Bidang utama yang akan dibahas adalah manajemen risiko, akuntabilitas perusahaan, kewajiban pelaporan, dan perencanaan kesinambungan bisnis jika terjadi pelanggaran dunia maya.
Geert van der Linden, wakil presiden eksekutif layanan keamanan siber global di Capgemini, mengatakan kepada CNBC bahwa NIS 2 secara efektif telah menetapkan dasar baru bagi perusahaan tentang apa yang dapat diterima untuk melindungi warga negara, mempertahankan operasi, dan tetap tangguh dalam menghadapi serangan siber.
“NIS 2 akan dianggap sebagai standar global oleh para hakim” saat mulai dapat diberlakukan, Van der Linden menambahkan. “Bagi klien kami, terlepas dari apakah mereka dianggap penting atau tidak dalam peraturan tersebut, mereka harus melihat garis dasar tersebut dan memastikan bahwa mereka patuh.”

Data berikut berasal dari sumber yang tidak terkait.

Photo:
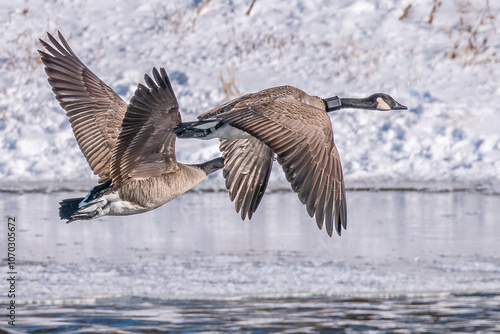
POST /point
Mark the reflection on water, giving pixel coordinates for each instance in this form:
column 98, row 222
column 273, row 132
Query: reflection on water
column 432, row 314
column 409, row 262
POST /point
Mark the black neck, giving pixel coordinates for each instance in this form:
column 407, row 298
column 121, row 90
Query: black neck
column 212, row 165
column 336, row 103
column 358, row 103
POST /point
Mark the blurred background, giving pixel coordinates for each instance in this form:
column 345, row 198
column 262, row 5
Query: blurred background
column 421, row 252
column 438, row 58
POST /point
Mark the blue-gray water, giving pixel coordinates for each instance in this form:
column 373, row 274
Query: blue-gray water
column 409, row 262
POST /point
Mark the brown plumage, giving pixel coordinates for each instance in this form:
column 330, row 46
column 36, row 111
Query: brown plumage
column 131, row 148
column 296, row 127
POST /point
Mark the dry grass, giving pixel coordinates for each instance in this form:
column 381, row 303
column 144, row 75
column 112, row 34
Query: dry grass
column 435, row 7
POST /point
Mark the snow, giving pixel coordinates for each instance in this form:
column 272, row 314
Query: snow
column 450, row 135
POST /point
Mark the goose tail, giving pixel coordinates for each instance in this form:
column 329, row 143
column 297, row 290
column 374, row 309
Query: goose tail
column 68, row 207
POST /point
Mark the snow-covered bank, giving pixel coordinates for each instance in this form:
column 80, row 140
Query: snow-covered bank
column 444, row 71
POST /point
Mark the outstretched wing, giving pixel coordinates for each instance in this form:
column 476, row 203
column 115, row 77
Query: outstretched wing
column 302, row 137
column 95, row 111
column 247, row 166
column 146, row 144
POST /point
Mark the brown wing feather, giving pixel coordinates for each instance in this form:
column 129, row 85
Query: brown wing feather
column 146, row 144
column 302, row 137
column 247, row 166
column 95, row 111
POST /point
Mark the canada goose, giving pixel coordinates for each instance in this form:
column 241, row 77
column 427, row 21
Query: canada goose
column 293, row 125
column 131, row 148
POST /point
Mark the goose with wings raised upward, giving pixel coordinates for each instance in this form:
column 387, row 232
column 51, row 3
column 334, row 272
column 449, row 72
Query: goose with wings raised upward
column 130, row 147
column 296, row 127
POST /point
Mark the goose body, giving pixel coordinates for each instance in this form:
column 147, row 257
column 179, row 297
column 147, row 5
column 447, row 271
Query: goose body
column 130, row 147
column 286, row 122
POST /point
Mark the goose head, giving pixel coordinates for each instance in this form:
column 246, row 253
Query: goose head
column 379, row 101
column 383, row 101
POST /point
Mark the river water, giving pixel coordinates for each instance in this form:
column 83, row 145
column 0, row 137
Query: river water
column 409, row 262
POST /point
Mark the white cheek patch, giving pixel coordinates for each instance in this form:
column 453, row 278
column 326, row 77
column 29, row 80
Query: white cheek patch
column 382, row 105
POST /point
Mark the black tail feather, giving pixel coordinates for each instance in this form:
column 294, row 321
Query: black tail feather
column 191, row 130
column 68, row 207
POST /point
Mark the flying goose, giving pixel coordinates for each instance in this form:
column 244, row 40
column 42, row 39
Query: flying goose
column 131, row 148
column 296, row 127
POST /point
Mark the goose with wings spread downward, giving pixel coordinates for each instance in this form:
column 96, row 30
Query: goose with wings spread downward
column 286, row 122
column 130, row 147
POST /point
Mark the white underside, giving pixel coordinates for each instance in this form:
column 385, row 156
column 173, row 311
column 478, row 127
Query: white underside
column 111, row 205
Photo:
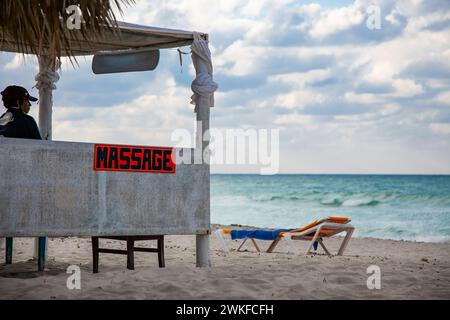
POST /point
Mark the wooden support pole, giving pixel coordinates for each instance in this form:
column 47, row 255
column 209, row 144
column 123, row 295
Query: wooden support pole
column 202, row 143
column 45, row 83
column 8, row 250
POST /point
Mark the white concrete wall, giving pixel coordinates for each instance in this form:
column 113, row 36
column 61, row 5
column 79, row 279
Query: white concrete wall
column 49, row 188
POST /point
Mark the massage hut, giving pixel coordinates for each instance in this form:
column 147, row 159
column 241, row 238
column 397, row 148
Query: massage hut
column 56, row 191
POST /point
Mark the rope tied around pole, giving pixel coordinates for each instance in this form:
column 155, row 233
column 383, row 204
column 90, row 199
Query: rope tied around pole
column 48, row 76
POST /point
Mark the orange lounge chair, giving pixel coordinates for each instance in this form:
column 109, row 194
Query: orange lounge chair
column 314, row 232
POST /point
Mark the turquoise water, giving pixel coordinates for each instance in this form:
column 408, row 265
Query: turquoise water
column 399, row 207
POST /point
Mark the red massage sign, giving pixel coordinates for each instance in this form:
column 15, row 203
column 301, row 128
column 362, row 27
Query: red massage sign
column 109, row 157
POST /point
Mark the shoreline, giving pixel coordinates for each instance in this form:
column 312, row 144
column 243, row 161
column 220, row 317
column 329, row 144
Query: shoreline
column 409, row 270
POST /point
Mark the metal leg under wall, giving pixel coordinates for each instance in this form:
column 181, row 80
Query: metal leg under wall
column 42, row 253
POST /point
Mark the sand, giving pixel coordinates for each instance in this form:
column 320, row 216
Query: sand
column 409, row 270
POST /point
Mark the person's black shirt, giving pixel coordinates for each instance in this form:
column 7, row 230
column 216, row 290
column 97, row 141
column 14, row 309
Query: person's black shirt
column 16, row 124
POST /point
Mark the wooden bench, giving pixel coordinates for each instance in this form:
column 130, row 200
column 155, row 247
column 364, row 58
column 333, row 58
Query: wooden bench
column 130, row 249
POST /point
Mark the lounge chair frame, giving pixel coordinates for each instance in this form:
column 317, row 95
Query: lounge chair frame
column 312, row 235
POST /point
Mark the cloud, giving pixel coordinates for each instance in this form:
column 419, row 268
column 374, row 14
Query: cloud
column 441, row 128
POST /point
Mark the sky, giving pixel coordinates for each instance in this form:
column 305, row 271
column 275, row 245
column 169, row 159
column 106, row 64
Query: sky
column 345, row 97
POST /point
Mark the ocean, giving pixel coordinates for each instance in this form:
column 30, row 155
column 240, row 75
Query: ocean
column 398, row 207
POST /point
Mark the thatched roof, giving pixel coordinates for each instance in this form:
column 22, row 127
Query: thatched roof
column 40, row 26
column 127, row 37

Dengan memenuhi standar ini, perusahaan akan secara efektif melindungi diri dari klaim, Van der Linden menambahkan. Ia membandingkannya dengan mengambil asuransi rumah untuk melindungi rumah Anda dari pencuri.
“Ke mana pencuri pergi? Itu selalu rumah yang paling tidak terlindungi. Mereka membuka setiap pintu untuk melihat ke mana mereka bisa masuk,” katanya. Hal yang sama juga berlaku bagi perusahaan yang ingin melindungi diri dari serangan siber, Van der Linden menambahkan.
Berdasarkan NIS 2, perusahaan juga harus memeriksa rantai pasokan digital mereka untuk mengetahui adanya ancaman dan kerentanan siber. Perusahaan saat ini menggunakan berbagai produk dan alat yang berbeda setiap hari, sehingga memberikan lebih banyak peluang bagi penjahat untuk melakukan serangan.
Chris Gow, kepala tim kebijakan publik Cisco di Uni Eropa, mengatakan kepada CNBC bahwa “latihan pemetaan” akan dilakukan di bawah NIS 2, di mana perusahaan harus memindai vendor teknologi mereka untuk mengevaluasi setiap potensi risiko.
Perusahaan juga akan memiliki “kewajiban untuk berhati-hati” dalam melaporkan dan berbagi informasi tentang kerentanan dan peretasan dunia maya dengan perusahaan lain berdasarkan NIS 2 — meskipun itu berarti harus mengakui bahwa mereka menjadi korban pelanggaran dunia maya.
Bagaimana jika perusahaan gagal mematuhinya?
Perusahaan yang gagal mematuhi undang-undang baru tersebut dapat menghadapi denda potensial yang besar, beserta tindakan hukuman lainnya.
Bagi entitas yang dianggap penting, seperti perusahaan transportasi, keuangan, dan air, kegagalan mematuhi NIS 2 dapat menyebabkan denda hingga 10 juta euro ($11,1 juta) atau 2% dari pendapatan tahunan global — mana pun yang jumlahnya lebih tinggi.
Sementara itu, perusahaan yang dianggap penting — seperti perusahaan makanan, perusahaan kimia, dan layanan pengelolaan limbah — menghadapi denda hingga 7 juta euro atau 1,4% dari pendapatan tahunan global mereka karena ketidakpatuhan.
Perusahaan juga dapat menghadapi kemungkinan penangguhan layanan jika mereka gagal mematuhi NIS 2, serta pengawasan yang lebih ketat untuk melihat apakah mereka telah patuh.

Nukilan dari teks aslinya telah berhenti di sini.